HackerNews中文版

我不断地将前沿模型推向极限，还有几个项目它们仍然无法解决，我会在这些项目上对新模型进行基准测试。每一个新模型都让“解决”更难的问题变得更容易，但我仍然觉得它们 99% 依赖于我的想法。它们就是无法理解这些想法，我必须手把手地指导它们。请不要误会我的意思，任何已经接近完成的事情，它们都能做得很好，并且可以结合现有技术。我说的是模型从未见过的新想法。举个例子，我有一个业余项目，它在路线优化方面不断突破可能性。是的，它已经接近 SOTA（State-of-the-Art），并且比目前 (?) 所有其他解决方案都更有效率 (punnerud.github.io/mpee/)，但我必须手把手地指导模型，并一起构思如何压缩矩阵。而且这并非一次性的事情，在几天内会发生大约 40-50 次。那 1% 就是这个“新想法”的部分。为什么我能想出所有这些想法，而模型却不能？这是一个非常难以实现的“重新评估”。现在这个项目是公开的，之后我打算以同样的方式做一个前沿项目，不对公众开放，并将其用作基准测试。这是测试模型新想法的最佳方式吗？

查看原文

I keep pushing the frontier models to the limits and have several projects they still can’t solve, I benchmark new models on. Every new model make it easier to “solve” the even harder problems, but still I have this feeling that they rely 99% on my ideas. They just don’t get the ideas and I have to hold their hand and help them.<p>Don’t get me wrong, anything that is close to done already they excel at and can combine existing techniques. I’m talking about new ideas models have never seen before.<p>Example I have this hobby project that push what’s possible with route optimization.
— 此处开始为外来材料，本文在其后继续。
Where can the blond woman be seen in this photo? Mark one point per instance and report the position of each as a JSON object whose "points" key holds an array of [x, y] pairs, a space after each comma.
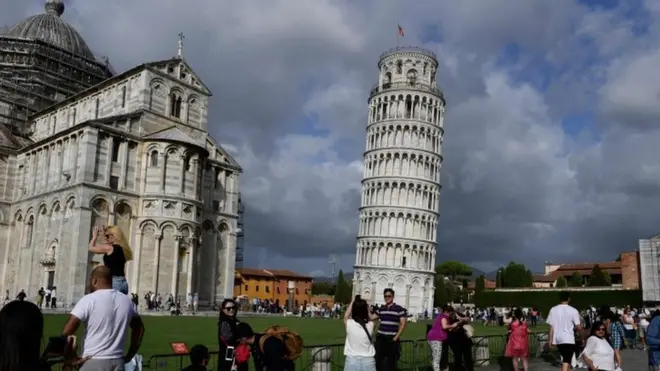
{"points": [[116, 252]]}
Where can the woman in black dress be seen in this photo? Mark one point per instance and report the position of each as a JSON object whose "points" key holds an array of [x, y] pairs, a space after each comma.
{"points": [[116, 252], [226, 330]]}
Yes it’s close to SOTA and way more efficient than all (?) other solutions out there (punnerud.github.io/mpee/), but I have to hold the model in the hand and brainstorm ideas on how to compress a matrix.<p>And it’s just not a one time thing, happens like 40-50 times in few days.<p>The 1% there is this “new ideas” part. Why can I come up with all these, and not the model? A really hard reval to create. Now this project is open, later I am thinking about making a frontier project in the same way, keeping it away from the public and using it as a benchmark. It’s that the best way to test for new ideas in models?

只有我一个人觉得 Mythos/Fabel 还有 1% 的差距吗？